When President Duterte said that the Catholic Church would “disappear” in 25 years, my initial impulse was to say—he is wrong.
But not according to Pope Francis. In his Christmas message last year, the pope himself gave a very stern warning, “Today we are no longer the only ones that produce culture, no longer the first nor the most listened to.” He asks us to avoid “rigidity that is born from fear of change and ends up disseminating stakes and obstacles in the ground of the common good, turning it into a minefield of misunderstanding and hatred.”
Disseminating stakes and obstacles in the ground of the common good that leads to misunderstanding and hatred. That is exactly what happens with a politics that divides rather than one that unites. The worse even happens, when politics drags religion into its own sphere.
One cannot be emphatic enough, there is no justification enough for anyone, including the President, to use derisive language against the Church. But then again, the President is the better judge of his own statements.

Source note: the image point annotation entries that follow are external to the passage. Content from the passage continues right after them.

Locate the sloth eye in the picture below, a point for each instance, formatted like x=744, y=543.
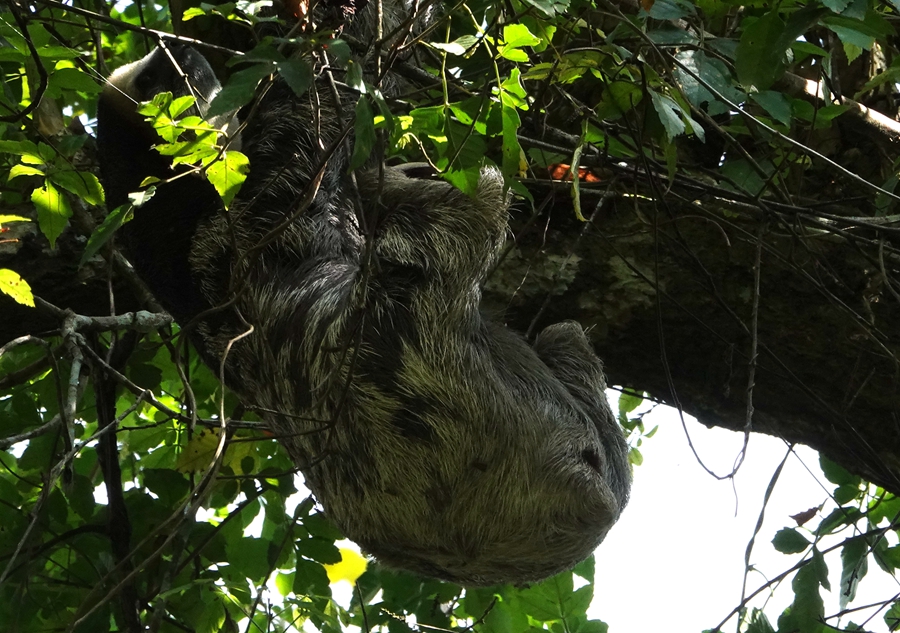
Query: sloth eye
x=592, y=458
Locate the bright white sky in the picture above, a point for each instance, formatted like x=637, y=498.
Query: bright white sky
x=675, y=559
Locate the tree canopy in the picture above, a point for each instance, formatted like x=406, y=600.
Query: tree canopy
x=710, y=185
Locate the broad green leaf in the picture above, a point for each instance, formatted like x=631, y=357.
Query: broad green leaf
x=24, y=170
x=240, y=89
x=836, y=5
x=228, y=175
x=465, y=180
x=518, y=35
x=83, y=184
x=790, y=541
x=364, y=134
x=775, y=103
x=198, y=453
x=512, y=151
x=629, y=401
x=105, y=231
x=759, y=60
x=74, y=79
x=837, y=474
x=821, y=568
x=669, y=114
x=351, y=566
x=13, y=285
x=854, y=567
x=618, y=98
x=807, y=610
x=53, y=211
x=297, y=73
x=757, y=622
x=671, y=9
x=459, y=46
x=892, y=617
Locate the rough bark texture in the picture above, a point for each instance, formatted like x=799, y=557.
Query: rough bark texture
x=667, y=289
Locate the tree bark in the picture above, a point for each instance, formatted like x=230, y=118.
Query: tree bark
x=667, y=290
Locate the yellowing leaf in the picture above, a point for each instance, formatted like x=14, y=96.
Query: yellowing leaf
x=16, y=287
x=351, y=567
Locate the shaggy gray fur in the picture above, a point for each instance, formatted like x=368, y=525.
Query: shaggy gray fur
x=440, y=442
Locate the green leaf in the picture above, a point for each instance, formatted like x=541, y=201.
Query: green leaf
x=250, y=557
x=836, y=5
x=24, y=170
x=518, y=35
x=83, y=184
x=618, y=98
x=892, y=617
x=228, y=175
x=53, y=211
x=364, y=134
x=466, y=180
x=169, y=485
x=74, y=79
x=759, y=60
x=629, y=401
x=854, y=567
x=846, y=493
x=807, y=610
x=512, y=151
x=821, y=569
x=757, y=622
x=297, y=73
x=775, y=103
x=310, y=579
x=837, y=474
x=240, y=89
x=105, y=231
x=669, y=114
x=459, y=46
x=320, y=550
x=13, y=285
x=554, y=599
x=790, y=541
x=671, y=9
x=6, y=218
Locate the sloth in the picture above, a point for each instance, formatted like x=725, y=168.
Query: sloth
x=345, y=306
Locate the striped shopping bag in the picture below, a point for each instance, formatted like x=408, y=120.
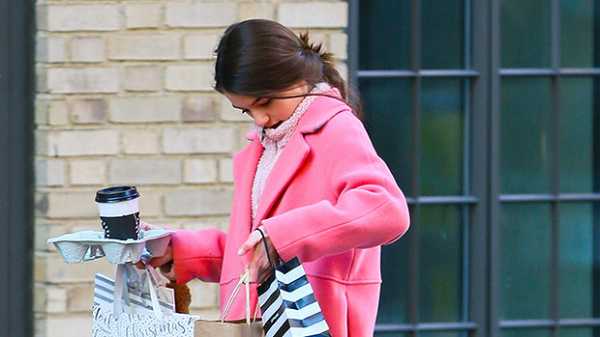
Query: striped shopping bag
x=287, y=302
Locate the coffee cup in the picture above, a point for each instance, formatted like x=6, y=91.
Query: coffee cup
x=119, y=211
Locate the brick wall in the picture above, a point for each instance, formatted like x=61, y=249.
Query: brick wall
x=124, y=97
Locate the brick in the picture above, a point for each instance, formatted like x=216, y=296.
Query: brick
x=45, y=231
x=256, y=10
x=142, y=15
x=80, y=297
x=41, y=78
x=230, y=114
x=64, y=18
x=51, y=49
x=83, y=80
x=41, y=142
x=150, y=203
x=58, y=113
x=88, y=172
x=56, y=299
x=199, y=109
x=198, y=140
x=140, y=142
x=313, y=14
x=204, y=295
x=200, y=15
x=88, y=111
x=39, y=298
x=338, y=45
x=41, y=110
x=65, y=326
x=49, y=172
x=200, y=171
x=144, y=47
x=189, y=77
x=142, y=78
x=198, y=202
x=226, y=170
x=67, y=204
x=145, y=171
x=87, y=49
x=83, y=142
x=200, y=46
x=144, y=109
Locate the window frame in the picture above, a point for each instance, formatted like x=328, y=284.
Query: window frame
x=484, y=198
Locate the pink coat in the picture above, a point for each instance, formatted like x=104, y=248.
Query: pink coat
x=329, y=200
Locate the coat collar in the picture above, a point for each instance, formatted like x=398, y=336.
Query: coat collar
x=321, y=110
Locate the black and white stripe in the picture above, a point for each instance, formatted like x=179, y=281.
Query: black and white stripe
x=288, y=305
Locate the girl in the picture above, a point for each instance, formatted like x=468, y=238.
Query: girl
x=309, y=178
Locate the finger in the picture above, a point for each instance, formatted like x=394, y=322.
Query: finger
x=161, y=260
x=252, y=240
x=170, y=274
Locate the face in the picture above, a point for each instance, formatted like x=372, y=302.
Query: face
x=269, y=112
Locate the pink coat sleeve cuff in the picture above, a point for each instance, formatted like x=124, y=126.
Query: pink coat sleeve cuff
x=198, y=254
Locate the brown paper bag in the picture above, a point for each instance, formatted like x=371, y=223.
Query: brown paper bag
x=227, y=329
x=247, y=328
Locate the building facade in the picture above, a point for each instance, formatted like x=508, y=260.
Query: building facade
x=486, y=112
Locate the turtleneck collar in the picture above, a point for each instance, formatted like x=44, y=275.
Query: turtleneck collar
x=281, y=133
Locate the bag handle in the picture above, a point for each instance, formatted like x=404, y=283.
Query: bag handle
x=264, y=241
x=245, y=280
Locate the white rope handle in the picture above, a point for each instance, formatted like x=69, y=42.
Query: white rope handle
x=154, y=297
x=244, y=279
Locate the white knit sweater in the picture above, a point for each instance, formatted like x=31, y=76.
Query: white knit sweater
x=274, y=141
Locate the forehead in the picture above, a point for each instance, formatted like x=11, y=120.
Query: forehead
x=240, y=100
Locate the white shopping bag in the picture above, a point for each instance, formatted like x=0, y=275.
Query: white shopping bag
x=136, y=296
x=124, y=318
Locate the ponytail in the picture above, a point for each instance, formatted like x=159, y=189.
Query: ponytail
x=329, y=73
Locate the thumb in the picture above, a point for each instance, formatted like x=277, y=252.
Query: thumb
x=252, y=240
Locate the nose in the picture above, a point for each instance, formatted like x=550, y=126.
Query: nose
x=260, y=118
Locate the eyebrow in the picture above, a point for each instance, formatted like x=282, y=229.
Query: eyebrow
x=251, y=104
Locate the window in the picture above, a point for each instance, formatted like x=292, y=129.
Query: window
x=487, y=113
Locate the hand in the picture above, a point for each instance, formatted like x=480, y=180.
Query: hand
x=258, y=265
x=164, y=262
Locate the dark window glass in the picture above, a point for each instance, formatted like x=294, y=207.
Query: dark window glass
x=525, y=333
x=525, y=135
x=578, y=332
x=579, y=32
x=441, y=263
x=577, y=222
x=442, y=137
x=391, y=334
x=525, y=261
x=525, y=33
x=387, y=105
x=443, y=34
x=443, y=334
x=384, y=34
x=578, y=140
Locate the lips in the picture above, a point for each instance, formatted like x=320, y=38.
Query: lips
x=274, y=125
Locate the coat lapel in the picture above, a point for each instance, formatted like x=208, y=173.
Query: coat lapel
x=294, y=154
x=289, y=161
x=245, y=164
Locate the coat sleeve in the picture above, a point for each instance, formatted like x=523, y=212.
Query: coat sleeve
x=370, y=210
x=198, y=254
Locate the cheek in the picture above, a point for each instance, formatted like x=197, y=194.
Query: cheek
x=280, y=110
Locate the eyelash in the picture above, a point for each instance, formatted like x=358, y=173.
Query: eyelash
x=247, y=111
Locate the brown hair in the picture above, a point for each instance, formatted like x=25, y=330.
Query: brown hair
x=261, y=57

On the other hand, one must be careful to listen to what one can learn from this unhappy situation. Cardinal Martini, in the same final interview, clarifies, “The word of God is simple, and it seeks a heart that listens. Neither the clergy nor church law can replace man’s internal judgment. All the external rules, laws and dogmas are given to us to clarify our internal voice and our discernment of the Spirit.”
These days, admittedly, Catholics are often torn on how they can remain good Catholics and at the same time support the President. The Church and the clergy, however, cannot simply replace the value of an individual Catholic’s prudent and informed judgment about how to apply moral principles to concrete political situations. It is good to be reminded, that as Catholics, while we have the foremost duty to listen to what the Church authentically teaches and to rightfully inform our own conscience, we also have an equal responsibility act according to what we think will best bring about a just society, including our own political choices.
The challenge therefore is for Catholics—not to be silent or cowed in the face of criticism or opposition—but more importantly to provide a more authentic Christian witness in public life. This means finding a common ground that serves the welfare of the people. It means a consistent radicalism to bring the Gospel into the secular realm, not only when it is expedient or convenient to one’s political aims. It means being open to dialogue, despite and in spite of the differences in opinion, mindset or ideology—knowing that there is no other higher ideal than that of charity.
“The Church is two hundred years out of date. Why don’t we rouse ourselves? Are we afraid?”—Cardinal Carlo Maria Martini.